Coring in 12 years (the timespan of the game) in the 20th century (when very, very few nations have successfully "cored" areas, even when given far longer time periods to do it - the 20th and 21st centuries have tended towards fragmentation of states rather than nations becoming larger) feels too rare to me (ie, just my opinion) to be worth a mechanic. I can't think of a single successful example of what we'd think of as coring in the 1936-48 timeframe. If you can think of something, then post it up and it might be a useful case study for developing the mechanic around.
At the end of the war, Germans were expelled from East Prussia, Silesia, East Pomerania and parts of Czechoslovakia.
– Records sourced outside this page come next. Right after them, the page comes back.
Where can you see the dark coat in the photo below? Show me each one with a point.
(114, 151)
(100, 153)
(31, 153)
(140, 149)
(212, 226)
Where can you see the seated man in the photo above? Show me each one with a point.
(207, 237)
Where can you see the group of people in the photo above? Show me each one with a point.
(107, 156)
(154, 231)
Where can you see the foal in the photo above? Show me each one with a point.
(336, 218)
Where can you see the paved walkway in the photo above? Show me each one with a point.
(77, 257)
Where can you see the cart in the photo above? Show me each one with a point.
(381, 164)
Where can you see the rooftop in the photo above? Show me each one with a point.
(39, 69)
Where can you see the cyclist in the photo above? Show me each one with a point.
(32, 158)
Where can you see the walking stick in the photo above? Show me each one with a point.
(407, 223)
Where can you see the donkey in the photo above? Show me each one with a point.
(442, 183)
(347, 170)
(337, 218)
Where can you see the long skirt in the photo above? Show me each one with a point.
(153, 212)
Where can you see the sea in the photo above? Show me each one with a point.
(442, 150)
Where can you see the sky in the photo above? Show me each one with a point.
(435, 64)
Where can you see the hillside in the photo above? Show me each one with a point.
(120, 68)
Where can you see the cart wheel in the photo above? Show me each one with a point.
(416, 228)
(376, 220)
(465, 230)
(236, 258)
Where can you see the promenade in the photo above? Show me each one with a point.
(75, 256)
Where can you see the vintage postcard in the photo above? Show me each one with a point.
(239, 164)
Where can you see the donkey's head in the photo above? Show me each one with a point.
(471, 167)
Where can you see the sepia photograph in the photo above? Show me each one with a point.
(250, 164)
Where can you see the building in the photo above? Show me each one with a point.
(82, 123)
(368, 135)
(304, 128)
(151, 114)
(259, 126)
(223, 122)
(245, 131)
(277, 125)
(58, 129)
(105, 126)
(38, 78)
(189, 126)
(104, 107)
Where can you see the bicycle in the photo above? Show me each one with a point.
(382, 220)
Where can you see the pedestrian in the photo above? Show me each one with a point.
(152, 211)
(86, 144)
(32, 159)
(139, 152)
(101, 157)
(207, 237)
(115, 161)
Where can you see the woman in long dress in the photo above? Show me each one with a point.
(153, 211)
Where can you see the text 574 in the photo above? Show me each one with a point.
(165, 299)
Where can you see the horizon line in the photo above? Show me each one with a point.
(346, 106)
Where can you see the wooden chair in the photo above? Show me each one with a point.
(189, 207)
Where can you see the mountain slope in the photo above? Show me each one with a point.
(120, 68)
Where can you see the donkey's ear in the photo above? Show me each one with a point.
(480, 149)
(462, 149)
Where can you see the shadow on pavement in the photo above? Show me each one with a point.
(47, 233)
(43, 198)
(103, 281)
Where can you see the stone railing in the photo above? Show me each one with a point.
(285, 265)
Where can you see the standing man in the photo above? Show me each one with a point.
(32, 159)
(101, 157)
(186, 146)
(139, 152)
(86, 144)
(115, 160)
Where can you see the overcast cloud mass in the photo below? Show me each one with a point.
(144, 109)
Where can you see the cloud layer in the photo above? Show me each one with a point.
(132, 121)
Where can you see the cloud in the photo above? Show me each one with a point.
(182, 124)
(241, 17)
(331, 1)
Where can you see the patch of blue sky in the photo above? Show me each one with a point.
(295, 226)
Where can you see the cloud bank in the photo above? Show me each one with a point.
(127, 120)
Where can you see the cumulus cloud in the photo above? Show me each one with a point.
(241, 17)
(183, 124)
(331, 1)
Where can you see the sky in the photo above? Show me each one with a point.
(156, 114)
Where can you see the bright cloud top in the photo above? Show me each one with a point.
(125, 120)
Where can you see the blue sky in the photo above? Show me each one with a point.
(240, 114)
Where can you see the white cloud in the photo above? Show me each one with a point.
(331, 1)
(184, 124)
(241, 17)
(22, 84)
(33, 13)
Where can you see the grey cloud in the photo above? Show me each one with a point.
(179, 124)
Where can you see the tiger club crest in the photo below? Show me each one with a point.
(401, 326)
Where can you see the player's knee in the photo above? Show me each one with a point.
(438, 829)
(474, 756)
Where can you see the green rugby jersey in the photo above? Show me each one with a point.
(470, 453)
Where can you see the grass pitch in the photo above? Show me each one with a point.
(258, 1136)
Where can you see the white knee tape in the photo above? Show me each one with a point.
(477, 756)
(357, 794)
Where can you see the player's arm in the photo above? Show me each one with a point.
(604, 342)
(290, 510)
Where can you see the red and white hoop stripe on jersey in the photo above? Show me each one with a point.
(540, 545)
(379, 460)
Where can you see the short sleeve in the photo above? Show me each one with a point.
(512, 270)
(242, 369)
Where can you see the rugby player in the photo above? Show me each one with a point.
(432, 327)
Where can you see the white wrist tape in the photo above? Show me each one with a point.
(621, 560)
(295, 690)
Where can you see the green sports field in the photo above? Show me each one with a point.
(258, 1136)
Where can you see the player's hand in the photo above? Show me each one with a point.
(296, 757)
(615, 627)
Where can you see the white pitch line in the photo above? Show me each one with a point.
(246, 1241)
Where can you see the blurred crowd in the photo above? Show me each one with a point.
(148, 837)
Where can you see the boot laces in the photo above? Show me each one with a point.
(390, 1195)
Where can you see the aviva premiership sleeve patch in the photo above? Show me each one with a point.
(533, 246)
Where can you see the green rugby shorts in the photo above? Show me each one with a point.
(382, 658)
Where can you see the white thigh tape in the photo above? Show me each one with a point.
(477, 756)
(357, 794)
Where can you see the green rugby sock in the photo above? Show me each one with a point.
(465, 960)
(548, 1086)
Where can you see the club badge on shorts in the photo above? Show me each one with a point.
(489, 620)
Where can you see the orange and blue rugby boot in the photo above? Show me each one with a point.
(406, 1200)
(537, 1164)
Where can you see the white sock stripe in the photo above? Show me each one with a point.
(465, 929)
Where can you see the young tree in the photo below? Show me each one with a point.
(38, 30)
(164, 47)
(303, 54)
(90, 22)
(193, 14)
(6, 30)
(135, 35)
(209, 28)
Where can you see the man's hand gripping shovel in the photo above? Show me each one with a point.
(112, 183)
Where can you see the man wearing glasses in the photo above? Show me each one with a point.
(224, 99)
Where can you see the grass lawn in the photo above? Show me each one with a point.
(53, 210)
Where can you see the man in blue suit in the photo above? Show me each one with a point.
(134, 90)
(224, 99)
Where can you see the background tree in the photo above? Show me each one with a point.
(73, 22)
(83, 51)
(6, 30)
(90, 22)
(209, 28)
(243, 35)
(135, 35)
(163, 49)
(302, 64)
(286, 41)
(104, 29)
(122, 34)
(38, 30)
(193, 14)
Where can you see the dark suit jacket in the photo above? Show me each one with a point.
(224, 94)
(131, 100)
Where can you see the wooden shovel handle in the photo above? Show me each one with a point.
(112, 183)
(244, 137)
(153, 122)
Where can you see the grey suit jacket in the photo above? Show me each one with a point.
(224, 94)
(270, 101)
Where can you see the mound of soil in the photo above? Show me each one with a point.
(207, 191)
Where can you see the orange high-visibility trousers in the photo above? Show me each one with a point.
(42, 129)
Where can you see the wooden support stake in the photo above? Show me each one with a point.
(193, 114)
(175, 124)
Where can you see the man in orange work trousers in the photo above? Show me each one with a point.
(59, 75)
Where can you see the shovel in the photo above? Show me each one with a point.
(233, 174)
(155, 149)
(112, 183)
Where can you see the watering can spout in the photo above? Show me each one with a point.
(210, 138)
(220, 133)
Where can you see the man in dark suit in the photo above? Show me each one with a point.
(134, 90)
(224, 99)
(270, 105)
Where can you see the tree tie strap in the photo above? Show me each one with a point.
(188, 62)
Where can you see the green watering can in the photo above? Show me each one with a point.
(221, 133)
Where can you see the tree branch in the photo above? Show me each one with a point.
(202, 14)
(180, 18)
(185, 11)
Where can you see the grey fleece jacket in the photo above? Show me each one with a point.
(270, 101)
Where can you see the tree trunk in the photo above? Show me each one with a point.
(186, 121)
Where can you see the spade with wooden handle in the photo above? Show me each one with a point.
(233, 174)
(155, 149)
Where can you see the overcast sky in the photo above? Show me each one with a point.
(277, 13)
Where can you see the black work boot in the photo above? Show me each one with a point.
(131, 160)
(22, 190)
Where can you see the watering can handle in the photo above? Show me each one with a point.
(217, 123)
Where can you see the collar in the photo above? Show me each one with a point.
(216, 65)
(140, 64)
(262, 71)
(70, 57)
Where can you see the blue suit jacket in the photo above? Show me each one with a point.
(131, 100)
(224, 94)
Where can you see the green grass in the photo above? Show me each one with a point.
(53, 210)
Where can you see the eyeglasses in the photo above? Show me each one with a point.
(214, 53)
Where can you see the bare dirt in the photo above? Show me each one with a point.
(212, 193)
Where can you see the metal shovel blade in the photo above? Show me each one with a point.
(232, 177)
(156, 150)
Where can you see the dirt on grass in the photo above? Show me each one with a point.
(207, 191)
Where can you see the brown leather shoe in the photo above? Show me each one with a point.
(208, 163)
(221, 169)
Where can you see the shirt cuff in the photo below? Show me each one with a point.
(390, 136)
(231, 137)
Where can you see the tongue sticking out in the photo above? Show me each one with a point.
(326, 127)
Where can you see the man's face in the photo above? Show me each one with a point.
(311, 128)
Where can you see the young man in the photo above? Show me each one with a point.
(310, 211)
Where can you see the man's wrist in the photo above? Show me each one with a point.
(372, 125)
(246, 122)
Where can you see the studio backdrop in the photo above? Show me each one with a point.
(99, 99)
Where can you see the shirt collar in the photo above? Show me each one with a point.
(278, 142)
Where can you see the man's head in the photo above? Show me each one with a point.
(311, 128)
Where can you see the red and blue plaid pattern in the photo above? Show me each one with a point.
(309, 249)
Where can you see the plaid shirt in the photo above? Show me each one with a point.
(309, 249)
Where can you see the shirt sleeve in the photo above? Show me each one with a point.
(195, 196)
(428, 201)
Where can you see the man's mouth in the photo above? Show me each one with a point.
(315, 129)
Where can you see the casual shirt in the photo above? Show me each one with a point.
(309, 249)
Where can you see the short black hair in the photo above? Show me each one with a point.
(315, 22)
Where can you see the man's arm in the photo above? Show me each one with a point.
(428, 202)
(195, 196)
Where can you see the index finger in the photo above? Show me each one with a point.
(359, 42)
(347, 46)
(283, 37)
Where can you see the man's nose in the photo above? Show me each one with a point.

The USSR and Poland split East Prussia between them, Poland took control of Silesia and East Pomerania etc. You could consider this to be a form of "coring" - the original German populations were removed, other new populations moved in. This is probably the closest thing I can think of to "coring" - in the sense that the territory had very few or no people left to resist the new government, and the new populations were loyal to their homeland. The USSR and Poland also had a population exchange for Poles, Ukrainians and Belorussians who were on the "wrong side" of the Curzon line (the new dividing line between Poland and the USSR, after East Poland was conquered by the USSR in 1939).
The territory gained by the Belorussian and Ukranian SSRs remain the territory of their successor states today. Kaliningrad Oblast is a territory of the Russian Federation. The border between Poland and Germany is not controvertial, and remains what it was at the end of WWII (with the exception that East and West Germany unified, obviously). I believe there were lesser expulsions and exchanges in Hungary, the Baltic States, Romania, the Netherlands and so on. The modern states of Europe are HIGHLY homogeneous compared to their Pre-WWI, and even Pre-WWII states.
The problem, of course, is that HoI4 is not going to model ethnic cleansing, even if it is in a "gentle" form, i.e. population exchange (which is still highly distressing and undesirable to the families who get forcibly relocated and lose their homes). And it is CERTAINLY not going to model what the Germans intended to do if they were victorious in the east.